An oil tanker carrying 40,000 metric tons of petroleum products under the government’s flagship ‘Gold For Oil’ policy has docked at the Tema Port.
The vessel is awaiting discharge as the second batch petroleum products to be delivered under the new deal aimed at helping to reduce cost of fuel and stabilize the local currency from further depreciation against international currencies, especially the American dollars.
The sampling of the product is currently ongoing, DGN Online can report.
Information gathered indicates that the product was procured by the Bulk Oil Storage and Transportation Company (BOST) from LITASCO, an oil and gas dealer.
Another vessel carrying 35,000 metric tons of petroleum products is expected in the country in the coming days.
The arrival of the products is expected to drive the price of diesel and petrol further downward slope following recent reduction in petroleum products as a result of the initial arrival of the gasoil under the same deal.
Ghana is expected to take delivery of four separate gasoline cargoes as part of the government’s gold-for-oil programme.
The shipments will push to total of 155,000 tons of fuel in addition to the first consignment of 40,000 tons of diesel under the deal.
Managing Director of BOST, Edwin Provencal said on CitiFm in Accra.
“The next shipment will arrive on Sunday [February 19th]. It’s 35,000 tons of gasoline. The following week, another 40,000 tons will arrive, followed by another 40,000 tons that same week, and then another 40,000 tons in the last week of February. So, God willing, there will be four by the end of February”, he said.
When asked by host, Umaru Sanda Amadu if the precise timing of the move will bring a reduction in petroleum prices at the pumps, Mr. Provencal was confident and gave a February to March end date.
“By the end of February, I can bet you that you will see that the prices will be extremely competitive. By the end of March, we will see more. We know what we are getting now and what we got in the past from the suppliers. It will definitely reflect at the pumps. So we need to appreciate this deal.”
He also denied allegations that the Gold for Oil policy favours certain Oil Marketing Companies (OMCs).
Some OMCs claim that BOST has chosen specific oil marketing companies to receive fuel for distribution under the gold for oil policy.
Mr. Provencal stated that the claims were false.
“Respectfully it is an untruth. When you look at this programme, which [firm] has the biggest outlet in Ghana? It is Goil. And which BDC sells fuel to Goil? It is Go Energy and Go Energy is a subsidiary of Goil.
So if the market is challenged or there is a market failure, and you want to correct the market failure, you need to come in with a corrective measure.
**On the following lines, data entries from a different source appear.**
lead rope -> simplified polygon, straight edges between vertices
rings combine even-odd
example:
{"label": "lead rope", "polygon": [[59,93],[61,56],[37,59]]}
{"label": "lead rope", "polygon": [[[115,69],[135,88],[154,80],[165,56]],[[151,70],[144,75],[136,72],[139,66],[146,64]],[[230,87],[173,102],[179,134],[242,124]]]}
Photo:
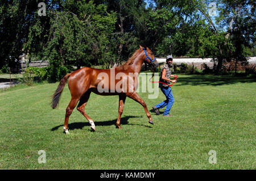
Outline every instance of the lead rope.
{"label": "lead rope", "polygon": [[[169,85],[169,84],[167,84],[167,83],[164,83],[164,82],[162,82],[151,81],[151,80],[153,78],[154,76],[155,76],[155,69],[154,69],[153,75],[152,75],[151,78],[150,79],[150,82],[151,82],[160,83],[167,85],[167,86],[172,86],[172,85],[174,83],[174,82],[172,82],[172,83],[171,85]],[[174,80],[176,81],[176,79],[177,79],[177,75],[176,75],[176,76],[174,77]]]}

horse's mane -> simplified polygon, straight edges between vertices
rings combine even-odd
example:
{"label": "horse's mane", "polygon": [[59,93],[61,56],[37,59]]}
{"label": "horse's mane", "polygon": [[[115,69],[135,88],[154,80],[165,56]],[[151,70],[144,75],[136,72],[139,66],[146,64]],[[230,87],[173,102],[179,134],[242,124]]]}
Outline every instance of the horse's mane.
{"label": "horse's mane", "polygon": [[126,70],[128,68],[128,66],[132,65],[133,62],[134,62],[134,60],[135,60],[137,56],[139,54],[141,50],[141,49],[137,49],[133,54],[133,56],[130,57],[130,58],[128,60],[127,62],[126,62],[123,65],[119,65],[118,66],[117,66],[115,69],[118,69],[119,70]]}

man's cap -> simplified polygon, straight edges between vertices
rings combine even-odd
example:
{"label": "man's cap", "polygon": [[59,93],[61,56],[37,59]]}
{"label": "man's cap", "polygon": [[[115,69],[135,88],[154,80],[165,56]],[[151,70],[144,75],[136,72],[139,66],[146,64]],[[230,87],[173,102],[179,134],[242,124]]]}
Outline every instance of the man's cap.
{"label": "man's cap", "polygon": [[170,59],[170,58],[172,58],[172,55],[170,54],[168,55],[166,57],[166,60]]}

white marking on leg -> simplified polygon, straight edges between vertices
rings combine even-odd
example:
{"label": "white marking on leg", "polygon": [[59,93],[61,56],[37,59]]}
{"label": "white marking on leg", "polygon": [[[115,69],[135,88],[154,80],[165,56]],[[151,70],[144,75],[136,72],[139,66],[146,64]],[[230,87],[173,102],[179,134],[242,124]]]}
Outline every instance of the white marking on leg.
{"label": "white marking on leg", "polygon": [[93,122],[93,121],[92,121],[92,120],[89,120],[89,123],[90,123],[90,125],[92,125],[90,127],[90,128],[92,129],[93,129],[94,131],[95,131],[96,127],[95,127],[94,122]]}
{"label": "white marking on leg", "polygon": [[68,132],[68,129],[65,128],[65,127],[63,127],[63,130],[65,134],[69,134],[69,132]]}

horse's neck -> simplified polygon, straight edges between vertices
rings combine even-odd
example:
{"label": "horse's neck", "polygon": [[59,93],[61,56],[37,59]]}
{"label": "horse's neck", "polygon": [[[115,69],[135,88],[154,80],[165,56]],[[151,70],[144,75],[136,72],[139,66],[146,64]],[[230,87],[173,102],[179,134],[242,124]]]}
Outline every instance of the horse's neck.
{"label": "horse's neck", "polygon": [[131,69],[135,72],[139,74],[141,72],[141,67],[142,66],[142,64],[143,62],[143,56],[142,54],[139,54],[137,57],[136,57],[135,60],[133,64],[130,65]]}

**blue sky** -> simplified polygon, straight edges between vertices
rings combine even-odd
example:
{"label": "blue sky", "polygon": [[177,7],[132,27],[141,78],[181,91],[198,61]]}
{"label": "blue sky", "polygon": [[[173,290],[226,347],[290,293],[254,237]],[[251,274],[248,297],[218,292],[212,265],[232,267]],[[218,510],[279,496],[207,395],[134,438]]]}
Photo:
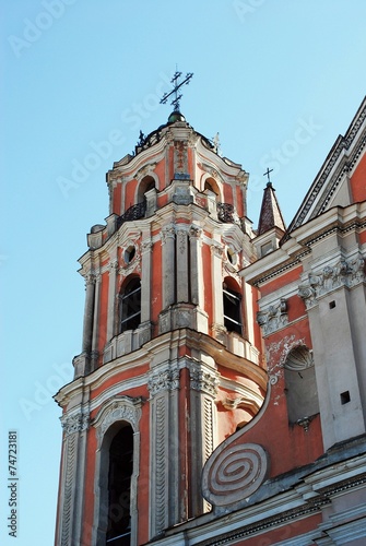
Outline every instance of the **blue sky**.
{"label": "blue sky", "polygon": [[[140,130],[165,123],[176,69],[181,111],[265,179],[286,223],[366,90],[364,0],[0,0],[3,545],[54,542],[61,450],[52,394],[81,352],[76,260],[108,215],[105,173]],[[17,538],[10,537],[8,431],[19,436]]]}

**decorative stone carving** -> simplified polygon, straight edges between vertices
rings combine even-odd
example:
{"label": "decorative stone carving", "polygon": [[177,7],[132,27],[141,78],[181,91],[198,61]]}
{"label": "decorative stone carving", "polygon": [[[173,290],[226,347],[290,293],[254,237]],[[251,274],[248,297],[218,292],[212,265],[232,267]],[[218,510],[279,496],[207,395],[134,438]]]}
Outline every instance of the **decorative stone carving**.
{"label": "decorative stone carving", "polygon": [[202,236],[203,229],[199,226],[194,226],[193,224],[189,228],[189,237],[192,239],[199,239]]}
{"label": "decorative stone carving", "polygon": [[164,369],[152,373],[147,381],[147,389],[152,396],[162,391],[179,389],[179,368]]}
{"label": "decorative stone carving", "polygon": [[353,286],[365,281],[365,260],[358,254],[353,260],[339,260],[334,265],[327,265],[319,273],[309,272],[307,280],[298,285],[298,296],[304,299],[306,308],[311,309],[318,298],[330,292]]}
{"label": "decorative stone carving", "polygon": [[117,271],[118,270],[118,260],[110,260],[110,262],[108,263],[108,269],[109,269],[109,272],[111,271]]}
{"label": "decorative stone carving", "polygon": [[62,503],[62,515],[61,515],[61,546],[68,546],[70,544],[71,536],[71,524],[72,524],[72,491],[74,487],[74,475],[76,467],[76,441],[75,436],[71,436],[67,439],[64,447],[64,483],[63,483],[63,503]]}
{"label": "decorative stone carving", "polygon": [[131,396],[120,396],[107,403],[97,414],[93,426],[97,429],[97,438],[101,444],[106,430],[117,420],[127,420],[137,432],[141,417],[141,396],[132,399]]}
{"label": "decorative stone carving", "polygon": [[141,242],[141,252],[142,253],[145,253],[145,252],[151,252],[152,249],[153,249],[153,241],[151,239],[144,239],[142,242]]}
{"label": "decorative stone carving", "polygon": [[202,391],[216,396],[219,377],[215,370],[209,370],[199,364],[189,364],[190,385],[194,391]]}
{"label": "decorative stone carving", "polygon": [[268,455],[257,443],[217,448],[203,468],[202,490],[216,507],[235,505],[252,495],[263,483]]}
{"label": "decorative stone carving", "polygon": [[133,176],[139,182],[144,178],[146,175],[151,175],[156,167],[157,163],[149,163],[147,165],[144,165],[141,167]]}
{"label": "decorative stone carving", "polygon": [[63,415],[61,417],[61,426],[66,436],[74,432],[82,432],[86,430],[90,425],[90,417],[87,413],[78,413],[75,415]]}
{"label": "decorative stone carving", "polygon": [[187,142],[185,141],[174,142],[174,173],[188,173]]}
{"label": "decorative stone carving", "polygon": [[184,254],[186,251],[186,246],[187,246],[187,230],[186,229],[177,229],[177,246],[178,246],[179,252],[181,254]]}
{"label": "decorative stone carving", "polygon": [[224,247],[222,247],[221,245],[213,244],[211,245],[210,250],[211,254],[216,256],[217,258],[223,258]]}
{"label": "decorative stone carving", "polygon": [[268,309],[257,312],[257,322],[268,335],[288,323],[287,304],[280,299],[279,304],[269,306]]}
{"label": "decorative stone carving", "polygon": [[87,275],[85,275],[84,278],[85,278],[85,286],[93,285],[96,282],[96,275],[93,272],[87,273]]}
{"label": "decorative stone carving", "polygon": [[162,245],[164,245],[167,239],[174,239],[176,236],[176,228],[174,224],[168,224],[162,229]]}
{"label": "decorative stone carving", "polygon": [[300,371],[314,366],[312,354],[305,345],[290,351],[286,361],[284,364],[287,370]]}

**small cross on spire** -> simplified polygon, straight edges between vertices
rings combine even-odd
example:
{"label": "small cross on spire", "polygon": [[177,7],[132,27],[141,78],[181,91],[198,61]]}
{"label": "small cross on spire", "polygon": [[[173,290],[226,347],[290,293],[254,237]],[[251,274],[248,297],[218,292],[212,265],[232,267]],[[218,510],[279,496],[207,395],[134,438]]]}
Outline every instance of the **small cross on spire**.
{"label": "small cross on spire", "polygon": [[271,185],[270,173],[272,173],[272,170],[273,170],[273,169],[271,169],[271,170],[270,170],[270,169],[267,167],[265,173],[263,173],[263,176],[265,176],[265,175],[267,175],[267,178],[268,178],[267,186],[270,186],[270,185]]}
{"label": "small cross on spire", "polygon": [[181,72],[176,71],[174,74],[173,79],[170,82],[173,83],[174,87],[169,93],[165,93],[163,98],[161,99],[161,104],[166,104],[167,99],[169,96],[175,95],[175,98],[170,102],[172,106],[174,107],[175,111],[180,111],[180,104],[179,100],[181,98],[181,95],[178,95],[178,90],[185,84],[189,84],[193,73],[192,72],[187,72],[185,80],[181,83],[178,83],[179,78],[181,76]]}

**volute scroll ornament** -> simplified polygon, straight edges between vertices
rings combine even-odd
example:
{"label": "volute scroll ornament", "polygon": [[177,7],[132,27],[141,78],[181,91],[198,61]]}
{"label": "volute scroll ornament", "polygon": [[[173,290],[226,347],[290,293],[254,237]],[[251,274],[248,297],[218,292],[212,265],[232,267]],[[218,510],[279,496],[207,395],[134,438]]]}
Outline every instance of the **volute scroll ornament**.
{"label": "volute scroll ornament", "polygon": [[264,482],[268,454],[258,443],[217,448],[206,462],[202,475],[205,499],[215,507],[235,505],[250,497]]}

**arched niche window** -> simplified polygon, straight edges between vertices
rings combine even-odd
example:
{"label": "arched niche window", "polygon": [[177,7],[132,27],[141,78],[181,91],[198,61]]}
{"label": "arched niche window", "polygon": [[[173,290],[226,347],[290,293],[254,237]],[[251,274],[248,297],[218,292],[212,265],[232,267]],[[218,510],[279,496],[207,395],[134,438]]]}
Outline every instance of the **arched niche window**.
{"label": "arched niche window", "polygon": [[221,201],[220,199],[220,189],[217,186],[217,182],[214,178],[206,178],[204,180],[204,188],[203,188],[205,193],[209,193],[209,195],[214,197],[215,201],[219,202]]}
{"label": "arched niche window", "polygon": [[131,476],[133,472],[133,430],[123,424],[109,447],[108,526],[106,544],[131,544]]}
{"label": "arched niche window", "polygon": [[139,183],[138,203],[143,203],[145,193],[155,188],[155,180],[152,176],[145,176]]}
{"label": "arched niche window", "polygon": [[288,422],[319,413],[318,390],[312,355],[305,345],[293,348],[284,364]]}
{"label": "arched niche window", "polygon": [[223,284],[224,325],[228,332],[243,335],[241,294],[231,281]]}
{"label": "arched niche window", "polygon": [[134,330],[141,322],[141,281],[132,277],[119,294],[119,333]]}

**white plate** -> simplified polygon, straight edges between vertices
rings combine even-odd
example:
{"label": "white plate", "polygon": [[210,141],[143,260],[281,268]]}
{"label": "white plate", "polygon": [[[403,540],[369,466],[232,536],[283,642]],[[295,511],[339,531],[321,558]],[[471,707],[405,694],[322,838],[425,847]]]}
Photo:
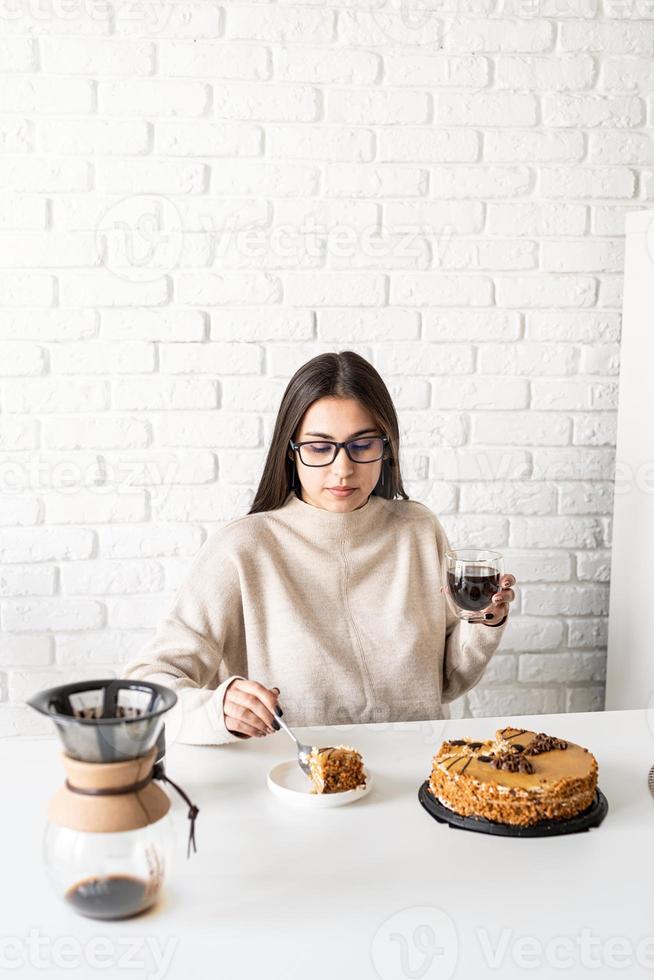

“If you want to bring prices down, and you have an OMC that has 435 stations, and you have another one that has 10 stations, as the regulator who would you use to drive the price down? Is it the one that has the 10 stations or the one with the 435 stations? The whole idea is to drive prices down…it is not discriminatory.”
“When the products came in, Go Energy made their requests, Stratcon made their requests, Maranatha made their requests, Everstone made their requests, Oil Channel made their request, so six BDCs made requests, so how on earth did we sell to only Go Energy, all the six took products from us.”